François Dosse apuntó esa especie de función sustitutiva de los hombres de letras respecto de la clerecía religiosa, que veíamos al inicio de este capítulo en el paso del acidioso al melancólico hombre de letras:
Les «gens de lettres» sont alors considérés comme porteurs d’une forme de déisme, d’humanitarisme, à l’écart du pouvoir des clercs. Ils prennent le relais de ces derniers et conçoivent leur rôle comme un sacerdoce et non plus comme un simple métier. Les frontières entre la dimension spirituelle et la dimension temporelle s’en trouvent affectées et une nouvelle responsabilité incombe alors à ces hommes de lettres de la modernité des Lumières (2003: 24-25).

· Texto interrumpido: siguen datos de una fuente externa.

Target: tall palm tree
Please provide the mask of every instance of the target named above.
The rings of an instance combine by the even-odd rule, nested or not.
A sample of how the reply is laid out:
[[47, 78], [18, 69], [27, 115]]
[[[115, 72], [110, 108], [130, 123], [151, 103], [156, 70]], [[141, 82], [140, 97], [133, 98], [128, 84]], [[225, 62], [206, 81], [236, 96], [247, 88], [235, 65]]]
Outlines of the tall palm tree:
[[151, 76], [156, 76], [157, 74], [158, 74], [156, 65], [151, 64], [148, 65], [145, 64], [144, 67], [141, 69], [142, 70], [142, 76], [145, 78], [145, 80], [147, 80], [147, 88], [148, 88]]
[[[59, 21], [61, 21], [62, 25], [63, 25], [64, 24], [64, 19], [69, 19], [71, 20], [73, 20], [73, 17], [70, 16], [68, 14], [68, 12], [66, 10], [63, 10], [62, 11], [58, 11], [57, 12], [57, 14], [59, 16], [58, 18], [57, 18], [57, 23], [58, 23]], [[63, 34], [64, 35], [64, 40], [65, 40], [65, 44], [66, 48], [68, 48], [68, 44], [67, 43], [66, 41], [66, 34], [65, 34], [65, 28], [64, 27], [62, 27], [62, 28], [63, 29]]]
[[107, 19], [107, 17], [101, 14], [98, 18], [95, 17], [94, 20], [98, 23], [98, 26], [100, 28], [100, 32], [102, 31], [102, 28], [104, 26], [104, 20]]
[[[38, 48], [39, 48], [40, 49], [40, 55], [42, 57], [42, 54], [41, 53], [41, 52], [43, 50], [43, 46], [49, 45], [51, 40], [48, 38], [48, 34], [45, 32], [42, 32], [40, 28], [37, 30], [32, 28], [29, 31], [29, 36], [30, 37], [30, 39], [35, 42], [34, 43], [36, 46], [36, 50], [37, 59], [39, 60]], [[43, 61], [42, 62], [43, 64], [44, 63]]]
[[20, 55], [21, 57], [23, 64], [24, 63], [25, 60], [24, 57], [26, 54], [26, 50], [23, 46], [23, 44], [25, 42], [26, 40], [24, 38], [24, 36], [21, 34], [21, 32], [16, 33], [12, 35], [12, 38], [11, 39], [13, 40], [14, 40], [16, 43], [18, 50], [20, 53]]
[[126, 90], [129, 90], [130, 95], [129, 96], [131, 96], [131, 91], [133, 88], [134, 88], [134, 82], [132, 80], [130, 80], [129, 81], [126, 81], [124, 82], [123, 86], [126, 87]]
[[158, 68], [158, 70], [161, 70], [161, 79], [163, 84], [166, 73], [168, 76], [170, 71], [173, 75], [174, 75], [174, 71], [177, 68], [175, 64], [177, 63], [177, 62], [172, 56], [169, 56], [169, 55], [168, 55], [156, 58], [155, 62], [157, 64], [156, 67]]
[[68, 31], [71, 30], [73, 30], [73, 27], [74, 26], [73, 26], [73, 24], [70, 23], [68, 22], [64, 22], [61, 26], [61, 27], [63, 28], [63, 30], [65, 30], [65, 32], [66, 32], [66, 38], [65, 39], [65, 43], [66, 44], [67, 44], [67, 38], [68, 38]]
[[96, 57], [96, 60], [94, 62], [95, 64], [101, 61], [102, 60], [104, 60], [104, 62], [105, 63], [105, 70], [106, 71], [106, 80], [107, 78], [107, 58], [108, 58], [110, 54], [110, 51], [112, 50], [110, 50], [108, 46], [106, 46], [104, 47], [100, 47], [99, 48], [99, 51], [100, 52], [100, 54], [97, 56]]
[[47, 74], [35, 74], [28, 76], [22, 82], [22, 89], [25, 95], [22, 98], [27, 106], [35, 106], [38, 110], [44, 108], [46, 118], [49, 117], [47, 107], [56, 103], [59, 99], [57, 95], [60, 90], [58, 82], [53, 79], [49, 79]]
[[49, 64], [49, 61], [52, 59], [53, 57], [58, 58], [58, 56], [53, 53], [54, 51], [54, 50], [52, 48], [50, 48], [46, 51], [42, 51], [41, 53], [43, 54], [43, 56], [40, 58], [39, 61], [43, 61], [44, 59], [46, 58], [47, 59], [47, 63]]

Bauman (1987), pensando en estos mismos autores, o en su autodesignada función, adujo el concepto de «legislador». Aspiraban a modelar al resto de individuos de acuerdo con valores culturales universales, gracias a la educación y la cultura, aunque situados siempre, como alienígenas, al margen o por encima de la sociedad. Sin embargo, este purificado hombre de letras terminaba sistemáticamente decepcionado (a veces parecía derrotado de inicio, como Schiller, que postulaba la necesidad de cien años, como mínimo, para llevar a cabo su proyecto de educación estética). Decepcionado por el resultado, o por su escasa relevancia práctica, o por la elusividad, si no inexistencia, del modelo estable al que melancólicamente aspiraban, precariamente plasmado en una cultura supuestamente desinteresada que debía convertirse en el fundamento espiritual del Estado. Un Estado estético o cultural que, por lo demás, como se ha criticado a menudo, parecía omitir las duras condiciones de vida de sus integrantes, que debían sumarse sin queja desde su estado socioeconómico a un organismo superior.